Robotic Personal Assistant

Autonomous robot with computer vision, SLAM, and conversational AI capabilities

Project Lead | Robotics Club, IIT Madras | 2020 - 2021
Team Size: 8 members
Hardware: NVIDIA Jetson Nano, Arduino, ROS-compatible robot chassis

Project Overview

Developed an autonomous robotic personal assistant capable of navigating indoor environments, recognizing objects and people, understanding natural language commands, and providing product recommendations.

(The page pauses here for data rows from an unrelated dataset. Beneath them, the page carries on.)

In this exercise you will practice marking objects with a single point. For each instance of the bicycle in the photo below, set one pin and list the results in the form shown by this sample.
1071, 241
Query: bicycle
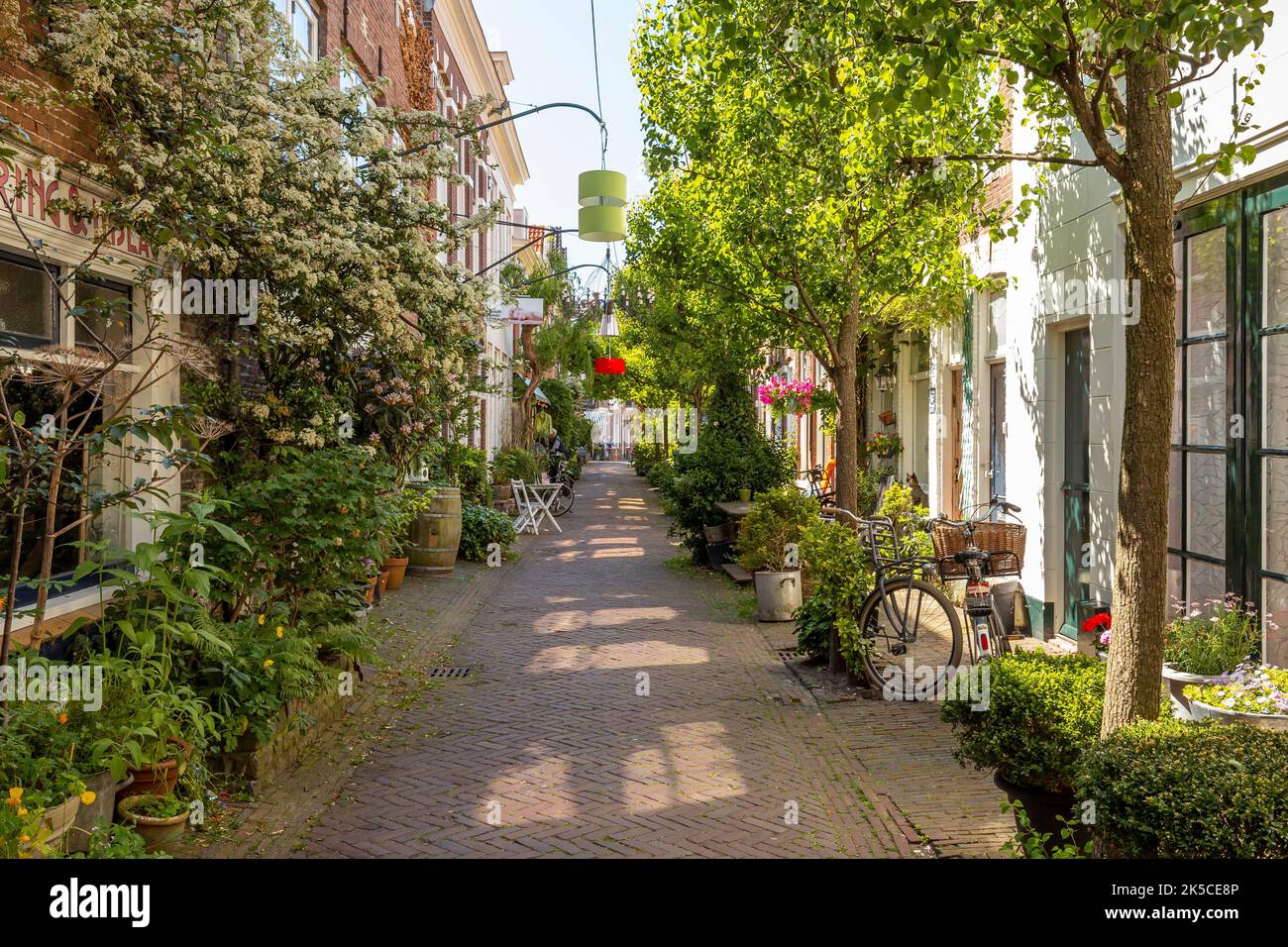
977, 551
563, 500
911, 631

The system integrates computer vision, SLAM, conversational AI, and e-commerce APIs into a cohesive platform.

Core Capabilities

1. Computer Vision Module

Real-time Face & Emotion Detection:

  • Implemented using OpenCV with Haar feature-based cascade classifiers
  • Detects multiple faces simultaneously in video stream
  • Classifies emotions: happy, sad, angry, neutral, surprised
  • Runs at 15-20 FPS on Jetson Nano

Object Detection & Identification:

  • Deployed YOLO (You Only Look Once) for real-time object detection
  • Custom training on household items and common objects
  • Anchor boxes for optimal bounding box prediction
  • Non-maximum suppression (NMS) to filter overlapping detections
  • Intersection over Union (IoU) for accurate segmentation

2. Navigation & Mapping

ORB-SLAM2 with Dynamic Environment Handling:

  • Integrated ORB-SLAM2 for visual odometry and mapping
  • Enhanced with probabilistic deep learning model to filter dynamic objects
  • Maintains stable maps despite moving people and objects
  • Achieves robust localization in challenging indoor scenarios

ROS Integration:

  • Used RViz for real-time visualization of robot state and map
  • Simulated and tested in Gazebo before hardware deployment
  • Implemented path planning algorithms for autonomous navigation
  • Multi-environment mapping: stores and switches between multiple saved maps

3. Conversational AI & Recommendations

Intent-based Chatbot:

  • Natural language understanding for user commands
  • Context-aware conversation management
  • Integration with robot actions (navigation, object finding)
  • Voice input/output for hands-free interaction

Product Recommendation System:

  • Web scraping Amazon for product data (prices, reviews, ratings)
  • Collaborative filtering for personalized recommendations
  • Conversational interface: “Find me a good laptop under $1000”
  • Real-time price comparison and deal alerts

Technical Implementation

Hardware Setup

  • Processing: NVIDIA Jetson Nano (GPU acceleration for vision tasks)
  • Sensors: RGB-D camera, IMU, wheel encoders
  • Actuators: Differential drive motors controlled via Arduino
  • Power: Custom battery management system

Software Stack

  • Vision: OpenCV, PyTorch (YOLO), TensorFlow
  • SLAM: ORB-SLAM2, ROS Navigation Stack
  • Simulation: Gazebo, RViz
  • ML Frameworks: PyTorch, TensorFlow
  • Languages: Python (primary), C++ (performance-critical components)

Key Algorithms

Dynamic Object Filtering:

# Probabilistic model for static vs. dynamic classification
def filter_dynamic_objects(features, motion_vectors):
    # Extract ORB features from current frame
    orb_features = extract_orb_features(frame)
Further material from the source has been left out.